In the saga that has been going on for about 21 years, Makate turned to the high court in Pretoria in May last year to get what he claimed was owed to him, which he said was closer to R10 billion, without interest.

He asked that the R47m which Vodacom’s CEO Shameel Joosub claimed was owed to him be reviewed and set aside.

Makate at the time told the Pretoria News that he was confident about the success of his application.

This followed a ruling by the Constitutional Court in 2016 in which Vodacom was ordered to enter into negotiations with Makate to find fair compensation.

Advocate Gilbert Marcus in May argued on behalf of Makate that while he did not use the word “betrayal” lightly, this was such a case.

He said that while Vodacom was raking in huge profits from the invention and was “smiling all the way to the bank”, they left “no smile on Makate’s face”.

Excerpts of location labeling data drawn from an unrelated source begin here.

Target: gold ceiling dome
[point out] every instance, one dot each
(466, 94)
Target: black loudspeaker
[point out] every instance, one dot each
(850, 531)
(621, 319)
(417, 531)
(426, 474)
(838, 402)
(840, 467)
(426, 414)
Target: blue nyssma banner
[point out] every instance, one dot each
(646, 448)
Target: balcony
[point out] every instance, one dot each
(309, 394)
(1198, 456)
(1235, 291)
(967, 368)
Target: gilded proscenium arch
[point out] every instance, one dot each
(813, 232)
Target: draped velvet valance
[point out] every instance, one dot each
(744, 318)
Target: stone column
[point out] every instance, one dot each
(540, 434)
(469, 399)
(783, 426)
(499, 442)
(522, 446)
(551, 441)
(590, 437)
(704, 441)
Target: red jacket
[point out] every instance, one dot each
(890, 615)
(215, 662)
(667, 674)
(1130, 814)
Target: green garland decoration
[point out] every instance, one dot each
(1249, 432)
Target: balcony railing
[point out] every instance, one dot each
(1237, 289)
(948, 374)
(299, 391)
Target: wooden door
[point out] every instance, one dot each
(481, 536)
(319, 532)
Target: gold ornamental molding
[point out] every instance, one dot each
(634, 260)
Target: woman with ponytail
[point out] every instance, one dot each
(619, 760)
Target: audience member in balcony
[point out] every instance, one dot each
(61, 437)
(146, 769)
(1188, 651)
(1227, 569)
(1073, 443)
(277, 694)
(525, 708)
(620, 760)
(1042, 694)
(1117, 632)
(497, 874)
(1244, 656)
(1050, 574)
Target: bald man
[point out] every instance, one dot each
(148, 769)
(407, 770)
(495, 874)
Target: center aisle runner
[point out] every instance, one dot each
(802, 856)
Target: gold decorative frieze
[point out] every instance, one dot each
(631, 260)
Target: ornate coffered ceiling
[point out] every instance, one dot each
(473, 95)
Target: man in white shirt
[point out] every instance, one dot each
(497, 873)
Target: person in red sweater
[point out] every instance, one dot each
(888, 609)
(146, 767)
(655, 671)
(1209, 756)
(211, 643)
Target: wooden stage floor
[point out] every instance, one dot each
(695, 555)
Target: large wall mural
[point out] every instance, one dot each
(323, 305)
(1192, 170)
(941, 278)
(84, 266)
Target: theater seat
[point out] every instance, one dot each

Judge Hughes was told that although Vodacom at first regarded the invention as brilliant, when it came to compensation the cellphone giant sang a different tune.

This saga began in November 2000, when Makate – then a young trainee accountant at Vodacom – came up with a genius idea. At the time, Vodacom described the idea as “a world first” and recognised that it was all “thanks to Kenneth Makate”, Marcus said.

The idea was sparked when Makate, more than 20 years ago, had a long-distance relationship with his now wife, who was a student then. As communication was difficult at the time, he came up with the invention.

Vodacom’s advocate , Wim Trengove SC, however, at the time counter-argued that the issue of what was reasonable compensation for a brilliant idea was “like asking what is the length of a piece of string – there is no obvious answer to this”.

The cellphone network giant is adamant that the R47m offered to Makate is “over generous”.

The court was told that when Joosub came to R47m, he did so honestly and to the best of his ability.

He kept an open mind and listened to submissions from both Vodacom and the Makate camp before he came to this amount. It was not an easy exercise, Trengove said during his arguments in May.